Site Recovery Manager (SRM)
Site Recovery Manager (SRM) is a Disaster Recovery Software which fully supports VMWare Replication. SRM helps you plan, test, and run the recovery of virtual machines between data centers. The SRM server hooks into the vCenter server and with the help of the replication server can recover lost VM's when a data center is interrupted (loss of power, etc).
Below is a document from VMWare which explains the complete setup, you can also use vendors replication tools, basically the Replication and Site Recovery Manager servers hook into the vCenter server from here you can control the replication and the recovery of VM's should a disaster happen.
You have two options in which the SRM can be installed using a windows server and install the SRM binaries or using a OVF template and install inside a VMWare cluster, which is the method we will be looking at below.
As I am using a windows laptop I mount the ISO image exposing the OVF files.
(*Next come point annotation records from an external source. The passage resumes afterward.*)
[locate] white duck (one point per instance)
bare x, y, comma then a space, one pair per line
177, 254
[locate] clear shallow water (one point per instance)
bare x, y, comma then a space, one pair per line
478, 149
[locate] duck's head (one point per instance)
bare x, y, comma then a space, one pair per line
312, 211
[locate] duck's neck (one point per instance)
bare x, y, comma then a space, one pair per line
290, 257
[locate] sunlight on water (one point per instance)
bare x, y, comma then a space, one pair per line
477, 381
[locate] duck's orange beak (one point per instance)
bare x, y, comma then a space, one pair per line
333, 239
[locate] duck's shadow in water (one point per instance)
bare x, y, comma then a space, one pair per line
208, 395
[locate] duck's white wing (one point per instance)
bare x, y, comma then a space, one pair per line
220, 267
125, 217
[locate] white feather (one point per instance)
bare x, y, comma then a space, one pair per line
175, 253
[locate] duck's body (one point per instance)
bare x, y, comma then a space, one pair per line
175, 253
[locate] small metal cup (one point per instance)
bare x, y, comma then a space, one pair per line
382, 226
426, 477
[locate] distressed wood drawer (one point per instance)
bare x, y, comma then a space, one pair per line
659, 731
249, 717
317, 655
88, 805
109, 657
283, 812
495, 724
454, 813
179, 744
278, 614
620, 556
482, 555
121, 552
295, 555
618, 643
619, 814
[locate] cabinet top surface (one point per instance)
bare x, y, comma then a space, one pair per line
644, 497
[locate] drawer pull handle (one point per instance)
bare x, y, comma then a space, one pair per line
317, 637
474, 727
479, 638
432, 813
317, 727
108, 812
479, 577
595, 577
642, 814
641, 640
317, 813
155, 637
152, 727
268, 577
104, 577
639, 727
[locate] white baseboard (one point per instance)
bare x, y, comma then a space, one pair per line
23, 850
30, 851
We use the vCenter server to install the OVF template, which takes us to a number of setup screens
The first setup screen requires us to identify the OVF template files in the above screenshot.
Next we specify the server, using the fully qualified domain name, we select the location of the VM
Next we select the compute resource
Then we come to the first review screen
Next comes a license screen, accept it and select next
I have selected the minimum resources to reduce the load on my server as this is only a test environment
Next I select the NFS datastore we have setup to host the SRM server
Next we make sure that we use the correct network and in my case I will be using a static IP address
Lastly we have to customerize the SRM server itself, this requires password, IP address, NTP server, gateway, etc
this screen is a continuos screenshot of the above one
again this is a screenshot of the above
We finally come to the last summary screen before the installation starts
You can check on the progress in the recent tasks list at the bottom of the vCenter login page
Finally the SRM VM is built but not started, click on the start green button and give it a fews minutes to allow the server to start and start its services.
The console login is as below, it also identifies the SRM GUI interface information in my case https://<IP address or FQQDN>:5480
Going to the URL we see the below screen, login as admin using the password you entered during the setup phase above
Once logged in you will see a basic menu on how to configure the SRM server, one note is to make sure that all components (vCenter, Replication and SRM) are in sync in regards to the time, make sure NTP is configured, you might during the next few screens get a time sync error. To start the process of hooking the SRM server into the vCenter server we select the CONFIGURE APPLIANCE button, again this will start off a series of setup screens
The first setup requires us to enter the vCenter server details (Platform Services Controller (PSC)), try and use FQDN
Next comes a certificate confirmation screen
The next screen requests us to identify the vCenter we wish to attach too
Then another certificate confirmation screen
In the next section we create a site name, add a email address for notifications, the remaining options I used the default values
Finally we get to a summary screen, click finish to complete the configuration
A progress modal will pop-up regarding the configuration
If all goes well you are returned to the management GUI and you will notice that we have a registered a vCenter server and a green success status at the bottom
You can check that the SRM services are running by selecting the Services tab
Now if we return to the vCenter and the Site Recovery menu you can see that both the Replication and SRM servers are configured and are in a OK state.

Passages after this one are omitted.